Pemandangan yang suram. 

Tetapi kabar Tante tidak seburuk yang kubayangkan. Tante terbaring di ranjang besar, dokter berdiri di sebelahnya, dibantu dua perawat, berusaha memasangkan infus dan slang lainnya. 

“Akhirnya kau datang juga.” Suara serak Om Liem lebih dulu menyapa sebelum aku menyapa Tante.
Aku mengangguk---membiarkan dia memelukku.

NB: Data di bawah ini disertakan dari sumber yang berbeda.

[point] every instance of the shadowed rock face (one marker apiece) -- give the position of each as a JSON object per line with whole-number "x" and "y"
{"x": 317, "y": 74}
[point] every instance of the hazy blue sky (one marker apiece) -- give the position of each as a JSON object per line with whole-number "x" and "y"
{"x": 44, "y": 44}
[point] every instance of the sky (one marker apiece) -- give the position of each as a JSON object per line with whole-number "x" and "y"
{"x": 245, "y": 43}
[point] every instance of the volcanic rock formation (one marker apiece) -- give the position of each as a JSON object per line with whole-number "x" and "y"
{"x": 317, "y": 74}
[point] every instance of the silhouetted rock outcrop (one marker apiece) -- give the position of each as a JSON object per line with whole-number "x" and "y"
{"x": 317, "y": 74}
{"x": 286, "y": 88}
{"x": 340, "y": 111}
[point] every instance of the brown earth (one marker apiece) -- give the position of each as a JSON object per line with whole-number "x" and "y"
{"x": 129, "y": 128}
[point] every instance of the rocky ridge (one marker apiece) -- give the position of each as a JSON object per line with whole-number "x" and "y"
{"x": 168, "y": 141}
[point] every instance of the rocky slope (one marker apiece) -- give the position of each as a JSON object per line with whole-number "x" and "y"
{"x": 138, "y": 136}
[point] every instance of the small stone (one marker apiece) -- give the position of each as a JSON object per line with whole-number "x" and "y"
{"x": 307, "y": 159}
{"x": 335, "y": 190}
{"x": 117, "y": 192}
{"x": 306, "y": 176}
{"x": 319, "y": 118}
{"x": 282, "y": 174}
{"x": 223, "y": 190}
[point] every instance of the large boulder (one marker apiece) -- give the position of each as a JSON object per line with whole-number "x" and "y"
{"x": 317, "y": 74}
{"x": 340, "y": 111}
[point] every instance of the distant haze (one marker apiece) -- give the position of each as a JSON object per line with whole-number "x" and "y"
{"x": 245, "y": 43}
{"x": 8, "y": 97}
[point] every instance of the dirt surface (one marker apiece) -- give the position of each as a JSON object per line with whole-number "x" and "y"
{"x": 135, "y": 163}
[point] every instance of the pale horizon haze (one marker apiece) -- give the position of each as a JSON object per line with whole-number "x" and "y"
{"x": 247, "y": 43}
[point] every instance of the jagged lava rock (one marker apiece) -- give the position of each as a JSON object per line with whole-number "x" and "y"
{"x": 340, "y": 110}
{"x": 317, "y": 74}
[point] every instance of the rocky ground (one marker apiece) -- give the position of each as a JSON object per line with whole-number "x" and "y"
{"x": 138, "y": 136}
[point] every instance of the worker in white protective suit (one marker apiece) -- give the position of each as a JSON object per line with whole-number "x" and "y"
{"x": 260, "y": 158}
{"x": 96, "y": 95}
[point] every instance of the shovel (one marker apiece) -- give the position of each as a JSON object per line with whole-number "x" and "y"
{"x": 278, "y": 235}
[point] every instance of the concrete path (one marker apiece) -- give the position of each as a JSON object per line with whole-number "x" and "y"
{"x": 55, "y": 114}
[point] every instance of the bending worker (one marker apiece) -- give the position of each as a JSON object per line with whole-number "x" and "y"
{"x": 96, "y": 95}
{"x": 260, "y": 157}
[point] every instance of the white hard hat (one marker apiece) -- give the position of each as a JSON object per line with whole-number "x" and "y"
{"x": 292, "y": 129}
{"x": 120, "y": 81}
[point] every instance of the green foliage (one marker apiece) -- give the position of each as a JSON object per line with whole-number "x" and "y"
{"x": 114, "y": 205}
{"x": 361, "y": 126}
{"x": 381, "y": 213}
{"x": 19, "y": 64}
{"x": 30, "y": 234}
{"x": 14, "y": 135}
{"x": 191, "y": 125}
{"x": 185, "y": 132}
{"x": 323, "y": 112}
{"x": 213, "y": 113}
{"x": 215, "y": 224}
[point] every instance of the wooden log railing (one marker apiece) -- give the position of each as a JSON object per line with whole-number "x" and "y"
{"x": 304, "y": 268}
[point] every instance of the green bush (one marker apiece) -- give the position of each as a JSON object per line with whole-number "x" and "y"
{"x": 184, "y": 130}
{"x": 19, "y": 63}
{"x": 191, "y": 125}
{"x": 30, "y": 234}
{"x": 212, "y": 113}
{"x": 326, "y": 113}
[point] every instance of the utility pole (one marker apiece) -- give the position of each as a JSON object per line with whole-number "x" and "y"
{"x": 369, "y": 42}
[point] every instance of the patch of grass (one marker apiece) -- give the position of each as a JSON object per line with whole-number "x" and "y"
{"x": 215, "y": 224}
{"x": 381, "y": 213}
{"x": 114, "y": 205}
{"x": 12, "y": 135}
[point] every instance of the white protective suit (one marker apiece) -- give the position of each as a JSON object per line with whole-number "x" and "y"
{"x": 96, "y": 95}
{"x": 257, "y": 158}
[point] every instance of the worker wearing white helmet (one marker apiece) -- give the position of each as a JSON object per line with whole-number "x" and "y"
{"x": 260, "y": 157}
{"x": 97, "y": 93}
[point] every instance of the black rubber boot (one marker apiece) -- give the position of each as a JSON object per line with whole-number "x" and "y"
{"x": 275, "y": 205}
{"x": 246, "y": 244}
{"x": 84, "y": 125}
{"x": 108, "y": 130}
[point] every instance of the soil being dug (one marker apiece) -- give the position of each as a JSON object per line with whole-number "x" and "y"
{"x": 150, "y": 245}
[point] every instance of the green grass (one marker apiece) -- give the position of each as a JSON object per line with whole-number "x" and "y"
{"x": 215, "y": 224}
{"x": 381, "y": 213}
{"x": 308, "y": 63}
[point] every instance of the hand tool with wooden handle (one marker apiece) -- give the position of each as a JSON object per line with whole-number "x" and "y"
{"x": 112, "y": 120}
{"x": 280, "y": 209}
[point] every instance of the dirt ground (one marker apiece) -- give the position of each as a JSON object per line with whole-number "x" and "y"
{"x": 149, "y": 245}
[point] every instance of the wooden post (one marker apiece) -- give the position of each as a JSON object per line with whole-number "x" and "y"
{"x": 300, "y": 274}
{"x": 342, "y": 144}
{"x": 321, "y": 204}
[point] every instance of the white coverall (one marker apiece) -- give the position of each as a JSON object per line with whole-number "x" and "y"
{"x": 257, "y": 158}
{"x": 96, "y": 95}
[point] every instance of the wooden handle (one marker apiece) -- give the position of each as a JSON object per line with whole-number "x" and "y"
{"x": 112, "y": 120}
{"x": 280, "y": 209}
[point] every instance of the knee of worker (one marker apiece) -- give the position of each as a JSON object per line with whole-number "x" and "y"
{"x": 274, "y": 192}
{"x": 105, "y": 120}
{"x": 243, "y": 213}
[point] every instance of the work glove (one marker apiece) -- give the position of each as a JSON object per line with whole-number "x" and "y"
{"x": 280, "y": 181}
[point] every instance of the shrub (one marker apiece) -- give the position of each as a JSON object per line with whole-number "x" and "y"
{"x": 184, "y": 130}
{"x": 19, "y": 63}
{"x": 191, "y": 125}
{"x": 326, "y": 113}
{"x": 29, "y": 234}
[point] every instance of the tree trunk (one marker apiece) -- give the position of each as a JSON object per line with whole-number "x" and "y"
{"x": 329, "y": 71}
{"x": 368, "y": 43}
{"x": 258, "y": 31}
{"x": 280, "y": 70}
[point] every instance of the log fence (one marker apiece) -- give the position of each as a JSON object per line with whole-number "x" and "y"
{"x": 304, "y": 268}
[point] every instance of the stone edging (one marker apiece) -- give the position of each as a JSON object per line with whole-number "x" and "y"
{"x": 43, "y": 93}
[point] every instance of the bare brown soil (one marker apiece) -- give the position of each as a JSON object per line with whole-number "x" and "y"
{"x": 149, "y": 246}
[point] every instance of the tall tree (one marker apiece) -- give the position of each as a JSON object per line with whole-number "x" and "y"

“Duduk dekatku, Tommi.” Itu suara Tante, memanggilku.

“Kapan Tante siuman?” Aku menelan ludah, menatap wajah yang dulu terlihat segar dan menyenangkan berubah jadi pucat dan cekung hanya dalam waktu sebulan sejak kasus Bank Semesta menggelinding.

“Lima belas menit lalu,” dokter yang menjawab.

Aku mengangguk, meraih tangan Tante Liem.

“Semua sudah berakhir, Tommi.” Tante menatapku lamat-lamat. “Situasi tidak akan mungkin lebih buruk lagi, bukan? Jadi aku tidak akan pingsan lagi, Nak. Itu kabar baiknya.” 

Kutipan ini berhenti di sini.